Increased engagement through simplified design stuff

Case Study

Emperial Brewing

Emperial Brewing is a personal project originally conceived as an exploration of branding design for beer I brewed and shared with friends. It grew into an open source brewing project for a couple years—where it expanded to incorporate packaging design—but has since returned to being a personal project that I work on as time (and life) allows.

Client

Self/Community

Project Type

Branding, Packaging

Role

Founder, Lead Designer

Year

2011-2016, 2022

Background

After I started brewing my own beer, I quickly decided that creating branding for my brewery would be a fun personal project, and allow me to explore modern branding ideas in a field where design was—at the time—often very traditional and uninspiring. “Emperial Brewing” was born out of this, combining a favorite animal of mine—Emperor Penguins—with the Imperial Stouts I often brewed and shared with others.

In the initial planning phases of the project, I was reminded of the iconic Penguin Books logo. However, I wanted to create something more modern, and less squat. I also admired the design choices of two local breweries, Great Divide Brewing Company and Odell Brewing Company, and used their logos for additional inspiration.

The results of this first phase of design included a stand-alone penguin logo (which I now use for my personal branding), and two Emperial Brewing logos depending on use-case. I chose Futura Condensed Extra Bold for the logotype to balance the weight of the “negative” penguin motif in the center of the round variation and to ensure legibility when printed on standard bottle caps. The rectangular variation stuck with this for consistency, using the weight of the outside border to balance the design.

Along with these, I created a series of “one-off” labels for beer I was brewing and giving to friends as gifts—trying out different ideas and layouts each time.

The Problem

Friends and online acquaintances had been asking for a way to brew the beers I was creating themselves, and to work with me to develop new ones. So, I decided to open source my brewing and design products. However, after I made all my resources available, I noticed that while participants would happily brew beers I had created and suggest new ones, no one was interested in designing packaging for them. It was “too hard.” Either I provided the designs for everything, or the resultant beers would be bottled in plain old brown bottles, with nothing to hint at the deliciousness within.

Hypothesis

Seeing this, I hypothesized that the design side of the project would benefit from a more streamlined set of design resources—where participants could use standardized, reusable components to create designs with commonly available applications, and without design experience. This would then allow for more participation in the project, and make it so that I didn’t have to create every design.
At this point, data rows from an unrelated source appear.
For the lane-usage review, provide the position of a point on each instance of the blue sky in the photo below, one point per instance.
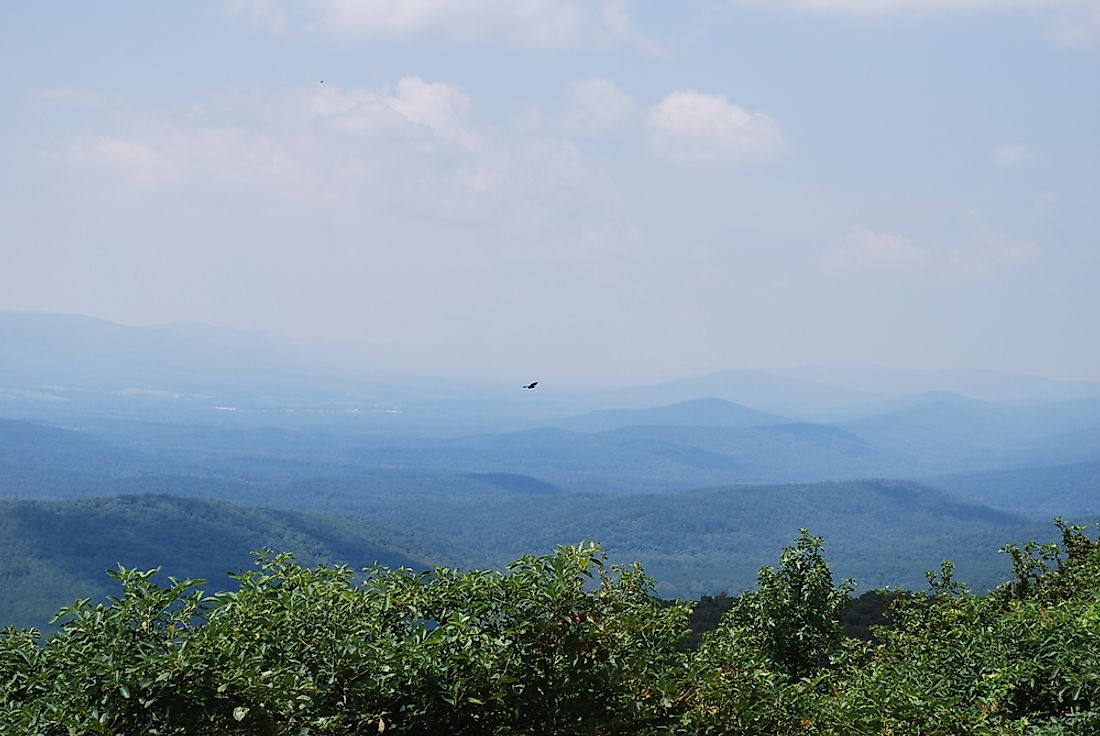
(586, 190)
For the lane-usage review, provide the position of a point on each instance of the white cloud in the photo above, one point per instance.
(594, 106)
(695, 129)
(1012, 155)
(868, 251)
(402, 153)
(1071, 22)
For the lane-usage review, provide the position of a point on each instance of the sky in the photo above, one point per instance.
(582, 191)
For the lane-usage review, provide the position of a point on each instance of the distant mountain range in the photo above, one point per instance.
(187, 446)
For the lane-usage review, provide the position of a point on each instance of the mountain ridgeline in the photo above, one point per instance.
(189, 447)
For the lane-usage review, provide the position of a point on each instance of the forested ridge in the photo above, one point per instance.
(564, 644)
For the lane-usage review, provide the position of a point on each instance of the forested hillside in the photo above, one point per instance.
(55, 552)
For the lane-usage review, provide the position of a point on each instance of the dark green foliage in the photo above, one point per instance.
(565, 644)
(55, 551)
(562, 644)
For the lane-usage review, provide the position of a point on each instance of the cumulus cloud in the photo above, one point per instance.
(347, 155)
(695, 129)
(868, 251)
(1012, 155)
(1071, 22)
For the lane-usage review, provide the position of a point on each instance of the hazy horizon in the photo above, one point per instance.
(591, 193)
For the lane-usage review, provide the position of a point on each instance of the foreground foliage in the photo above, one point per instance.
(563, 644)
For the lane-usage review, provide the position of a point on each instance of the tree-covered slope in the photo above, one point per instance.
(53, 552)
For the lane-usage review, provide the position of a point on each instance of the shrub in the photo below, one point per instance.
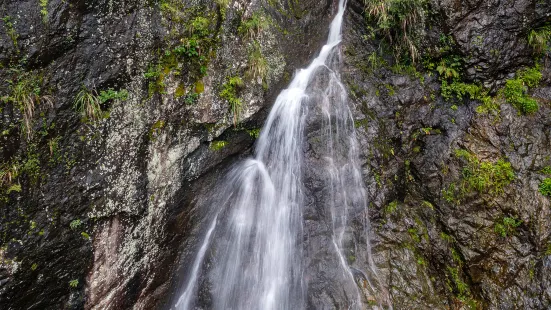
(401, 22)
(25, 94)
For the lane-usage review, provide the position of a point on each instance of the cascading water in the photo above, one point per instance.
(257, 235)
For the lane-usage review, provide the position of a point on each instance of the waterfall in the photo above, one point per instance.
(257, 252)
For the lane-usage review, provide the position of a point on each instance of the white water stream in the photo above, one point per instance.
(256, 236)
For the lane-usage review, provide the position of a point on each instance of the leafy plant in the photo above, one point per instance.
(25, 94)
(258, 66)
(111, 94)
(229, 93)
(401, 22)
(253, 26)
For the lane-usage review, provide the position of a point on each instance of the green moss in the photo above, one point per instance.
(25, 93)
(484, 176)
(229, 93)
(10, 30)
(110, 94)
(257, 67)
(545, 187)
(218, 145)
(253, 26)
(507, 226)
(180, 90)
(399, 22)
(44, 10)
(156, 129)
(515, 91)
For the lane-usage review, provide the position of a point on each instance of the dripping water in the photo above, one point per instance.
(256, 238)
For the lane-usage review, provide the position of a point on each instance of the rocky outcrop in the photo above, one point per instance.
(442, 251)
(100, 213)
(98, 221)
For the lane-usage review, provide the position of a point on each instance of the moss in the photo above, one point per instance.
(254, 133)
(10, 30)
(253, 26)
(391, 207)
(218, 145)
(545, 187)
(44, 10)
(229, 93)
(515, 90)
(180, 90)
(112, 95)
(156, 129)
(484, 176)
(25, 93)
(507, 226)
(399, 22)
(462, 287)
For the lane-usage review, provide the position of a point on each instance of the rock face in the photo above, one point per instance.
(101, 213)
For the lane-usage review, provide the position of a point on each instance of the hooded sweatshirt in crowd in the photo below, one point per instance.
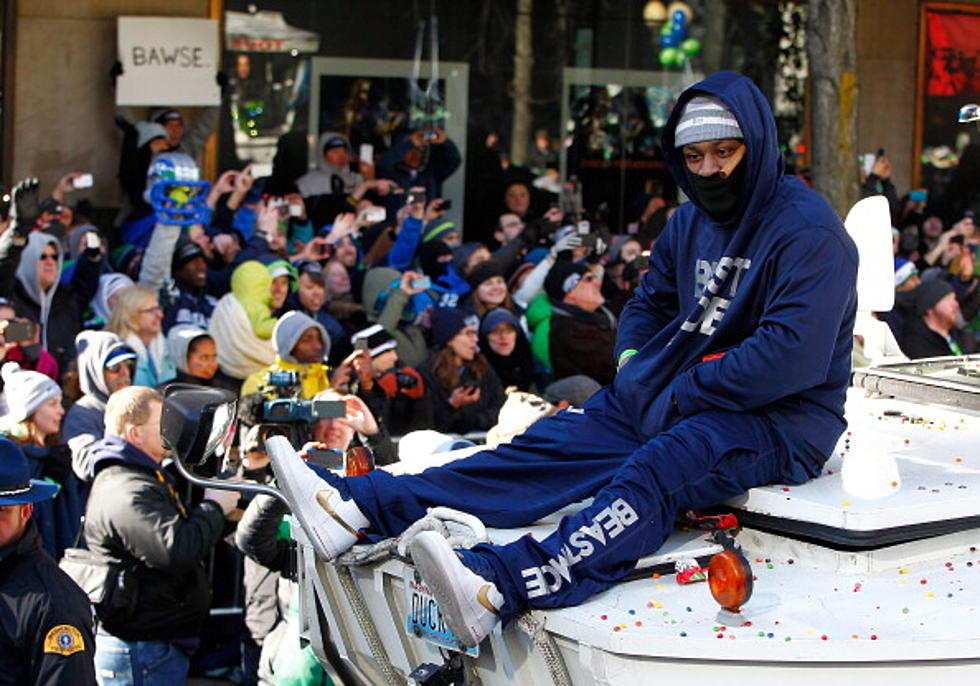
(314, 377)
(774, 297)
(58, 310)
(242, 321)
(85, 422)
(327, 179)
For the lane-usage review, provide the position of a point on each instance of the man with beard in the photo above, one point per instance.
(937, 327)
(188, 300)
(734, 361)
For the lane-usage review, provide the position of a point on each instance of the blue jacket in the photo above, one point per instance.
(772, 291)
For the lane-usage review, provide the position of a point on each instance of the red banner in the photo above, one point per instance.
(953, 53)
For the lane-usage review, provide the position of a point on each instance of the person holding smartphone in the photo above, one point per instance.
(465, 392)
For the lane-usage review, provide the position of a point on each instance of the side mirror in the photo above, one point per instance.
(195, 420)
(969, 113)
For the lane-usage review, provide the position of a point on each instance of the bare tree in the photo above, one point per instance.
(520, 132)
(830, 36)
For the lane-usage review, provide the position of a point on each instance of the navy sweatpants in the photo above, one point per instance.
(638, 486)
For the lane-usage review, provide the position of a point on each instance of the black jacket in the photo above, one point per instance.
(59, 310)
(45, 619)
(478, 416)
(134, 514)
(919, 341)
(582, 342)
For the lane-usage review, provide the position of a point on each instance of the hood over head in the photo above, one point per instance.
(290, 328)
(376, 281)
(94, 349)
(27, 276)
(179, 340)
(109, 284)
(762, 164)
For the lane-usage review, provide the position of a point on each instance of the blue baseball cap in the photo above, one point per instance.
(16, 485)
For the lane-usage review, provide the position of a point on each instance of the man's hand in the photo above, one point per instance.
(569, 241)
(343, 224)
(25, 208)
(359, 417)
(406, 283)
(434, 210)
(227, 500)
(882, 168)
(464, 395)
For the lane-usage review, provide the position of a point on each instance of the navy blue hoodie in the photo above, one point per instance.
(753, 314)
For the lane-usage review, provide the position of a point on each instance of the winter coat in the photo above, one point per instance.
(46, 634)
(85, 422)
(58, 311)
(582, 342)
(135, 515)
(478, 416)
(752, 314)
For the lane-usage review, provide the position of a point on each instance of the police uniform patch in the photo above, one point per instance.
(64, 639)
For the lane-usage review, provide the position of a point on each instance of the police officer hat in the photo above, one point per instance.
(16, 485)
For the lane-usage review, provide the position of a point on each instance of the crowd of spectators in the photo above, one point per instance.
(346, 283)
(936, 247)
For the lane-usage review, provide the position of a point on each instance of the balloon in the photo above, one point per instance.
(683, 7)
(691, 47)
(668, 56)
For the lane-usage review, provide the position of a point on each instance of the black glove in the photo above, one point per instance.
(115, 71)
(221, 79)
(25, 208)
(57, 464)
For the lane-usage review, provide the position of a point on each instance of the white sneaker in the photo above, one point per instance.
(468, 602)
(330, 521)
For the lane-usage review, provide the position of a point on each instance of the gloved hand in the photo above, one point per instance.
(227, 500)
(115, 71)
(25, 208)
(57, 464)
(567, 242)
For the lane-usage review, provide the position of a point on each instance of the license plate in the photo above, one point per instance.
(424, 618)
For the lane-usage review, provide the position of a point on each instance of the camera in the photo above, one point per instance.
(279, 408)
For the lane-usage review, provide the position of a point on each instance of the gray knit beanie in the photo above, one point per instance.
(26, 391)
(705, 118)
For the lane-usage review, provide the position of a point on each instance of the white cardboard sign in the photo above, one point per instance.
(168, 61)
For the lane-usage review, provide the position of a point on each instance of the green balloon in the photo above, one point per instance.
(691, 47)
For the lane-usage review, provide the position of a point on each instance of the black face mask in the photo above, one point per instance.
(716, 194)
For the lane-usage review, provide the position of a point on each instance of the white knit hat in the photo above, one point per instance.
(26, 391)
(705, 118)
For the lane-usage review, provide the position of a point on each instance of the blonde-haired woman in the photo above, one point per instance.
(33, 422)
(137, 319)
The result of my ideation on this was a simplified label design layout featuring the Emperial Brewing logo, a default “background” for use on the main part of labels (an abstraction of a penguin colony that added naturalistic texture to the labels), and a variation of the logo stating the recipe version. This was provided as a template PDF that could be edited as needed. All that a participant needed to provide was a single-color drawing or cutout for use in the center of the label.

Initial versions of this simplified label layout (“Documentary,” and “Muttface”) maintained the single-color aesthetic established with the logo, but later versions incorporated a two-tone background to better highlight the single-color primary graphic for each beer.

Outcomes

The hypothesis that creating the labels using reusable components and limiting the design work required to create initial designs would increase participation in the design side of the project proved to be true. By the end of the open source project’s life, participation had increased significantly, with 17 total recipes in active development—all of which had label designs (which were eventually polished and finalized by me).

The open source Emperial Brewing project ended in 2016 when I ran out of time to maintain it. However, I revisited the logo design in 2022 out of a desire to update it to my current standards. While the basic design components still felt relevant, the overall design felt too heavy. After testing some variations, I decided to use a lighter weight logotype (Century Gothic Bold) and incorporate more whitespace.